NAS found in its 1993 report that the studies of cognitive and
neuropsychiatric disorders were beset by a number of methodologic
problems, including exposure measures, the wide variety of
``standardized'' test instruments used, and the inability to detect or
correct for other influences on test results such as emotional state,
non-neurologic disease, metabolic conditions, fatigue, medications, or
style of the examiner. Because of their failure to adequately control
for these confounding factors, those studies lacked credibility in
assessing the relationship of herbicide exposure to these conditions.
The 1996 NAS report reviewed one study (Peper M., Klett M., Frentzel-
Beyme R., Heller W.D., 1993. Neuropsychological effects of chronic
exposure to environmental dioxins and furans. Environmental Research
60:124-135) that found multiple neuropsychological changes; however,
the significance of these findings is uncertain because of the small
number of subjects, possible selection bias, the lack of an external
control group, and the low estimated amount of exposure. Another
reviewed study of a large sample of Vietnam veterans (Decoufle P.,
Holmgreen P., Boyle C.A., Stroup N.E., 1992. Self-reported health
status of Vietnam veterans in relation to perceived exposure to
herbicides and combat. American Journal of Epidemiology 135:312-323)

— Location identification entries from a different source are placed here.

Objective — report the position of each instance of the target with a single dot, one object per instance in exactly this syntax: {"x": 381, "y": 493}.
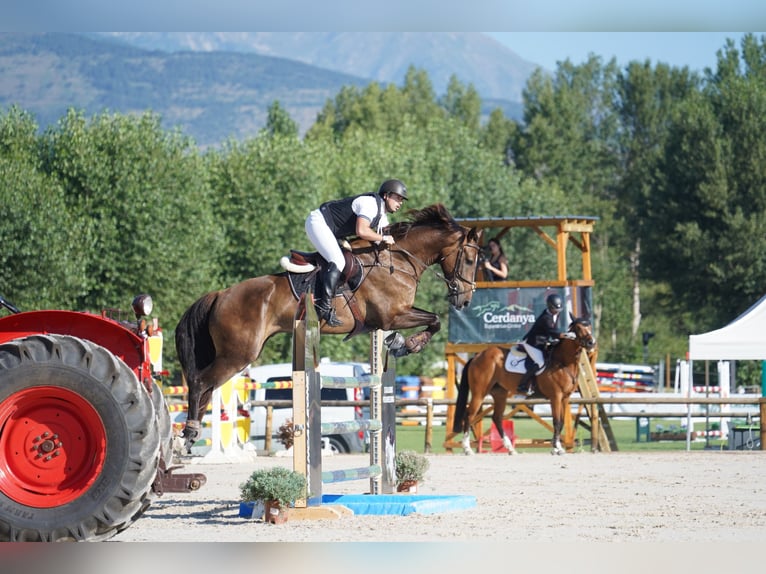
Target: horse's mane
{"x": 580, "y": 321}
{"x": 434, "y": 216}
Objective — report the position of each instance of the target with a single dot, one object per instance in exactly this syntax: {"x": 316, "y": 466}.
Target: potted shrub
{"x": 286, "y": 434}
{"x": 277, "y": 488}
{"x": 410, "y": 467}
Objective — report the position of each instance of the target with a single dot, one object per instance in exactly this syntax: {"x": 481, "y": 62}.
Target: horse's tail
{"x": 458, "y": 423}
{"x": 194, "y": 345}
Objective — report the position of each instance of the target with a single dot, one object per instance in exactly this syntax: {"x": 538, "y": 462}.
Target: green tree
{"x": 141, "y": 199}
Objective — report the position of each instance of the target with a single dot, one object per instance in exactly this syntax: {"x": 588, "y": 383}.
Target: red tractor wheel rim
{"x": 52, "y": 446}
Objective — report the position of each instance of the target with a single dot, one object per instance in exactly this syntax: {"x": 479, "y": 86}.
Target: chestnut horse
{"x": 224, "y": 331}
{"x": 485, "y": 374}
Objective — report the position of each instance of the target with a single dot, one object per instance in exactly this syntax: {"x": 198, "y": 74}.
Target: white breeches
{"x": 323, "y": 239}
{"x": 535, "y": 353}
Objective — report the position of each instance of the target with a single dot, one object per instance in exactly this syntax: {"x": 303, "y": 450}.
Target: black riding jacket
{"x": 341, "y": 219}
{"x": 543, "y": 329}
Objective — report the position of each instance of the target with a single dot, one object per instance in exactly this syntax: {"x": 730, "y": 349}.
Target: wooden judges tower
{"x": 515, "y": 300}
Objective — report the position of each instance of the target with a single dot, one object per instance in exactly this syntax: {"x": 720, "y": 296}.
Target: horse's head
{"x": 459, "y": 267}
{"x": 432, "y": 235}
{"x": 583, "y": 332}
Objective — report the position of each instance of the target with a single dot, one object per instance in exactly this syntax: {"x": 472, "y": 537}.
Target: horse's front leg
{"x": 558, "y": 425}
{"x": 498, "y": 414}
{"x": 193, "y": 419}
{"x": 416, "y": 318}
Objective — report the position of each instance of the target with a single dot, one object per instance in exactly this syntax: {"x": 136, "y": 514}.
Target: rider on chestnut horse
{"x": 364, "y": 216}
{"x": 538, "y": 341}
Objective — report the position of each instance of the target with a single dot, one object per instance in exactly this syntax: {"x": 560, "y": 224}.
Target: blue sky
{"x": 694, "y": 49}
{"x": 393, "y": 15}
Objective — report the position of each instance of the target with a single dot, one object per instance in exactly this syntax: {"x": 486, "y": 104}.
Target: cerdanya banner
{"x": 500, "y": 315}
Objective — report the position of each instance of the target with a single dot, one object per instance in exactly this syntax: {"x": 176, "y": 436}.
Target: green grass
{"x": 413, "y": 437}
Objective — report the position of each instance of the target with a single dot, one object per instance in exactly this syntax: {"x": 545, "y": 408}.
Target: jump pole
{"x": 308, "y": 428}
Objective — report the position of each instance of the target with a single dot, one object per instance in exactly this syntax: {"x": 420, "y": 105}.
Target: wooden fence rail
{"x": 759, "y": 411}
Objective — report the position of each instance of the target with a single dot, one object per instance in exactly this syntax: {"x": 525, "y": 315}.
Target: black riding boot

found reports of psychological dysfunction correlated with self-reports
of combat exposure and level of herbicide exposure. Without
confirmation of the subject reports, the significance of these results
is in doubt. Because of methodological problems with the preceding
studies and two other reviewed studies (Zober A., Ott M.G., Messerer
P., 1994. Morbidity follow up study of BASF employees exposed to
2,3,7,8-tetrachlorodibenzo-p-dioxin (TCDD) after a 1953 chemical
reactor incident. Occupational and Environmental Medicine 51:469-486;
and Visintainer et al., 1995), there continues to be no credible
evidence for an association between herbicide exposure and cognitive
disorders or neuropsychiatric effects. Accordingly, the Secretary has
determined that a positive association does not exist.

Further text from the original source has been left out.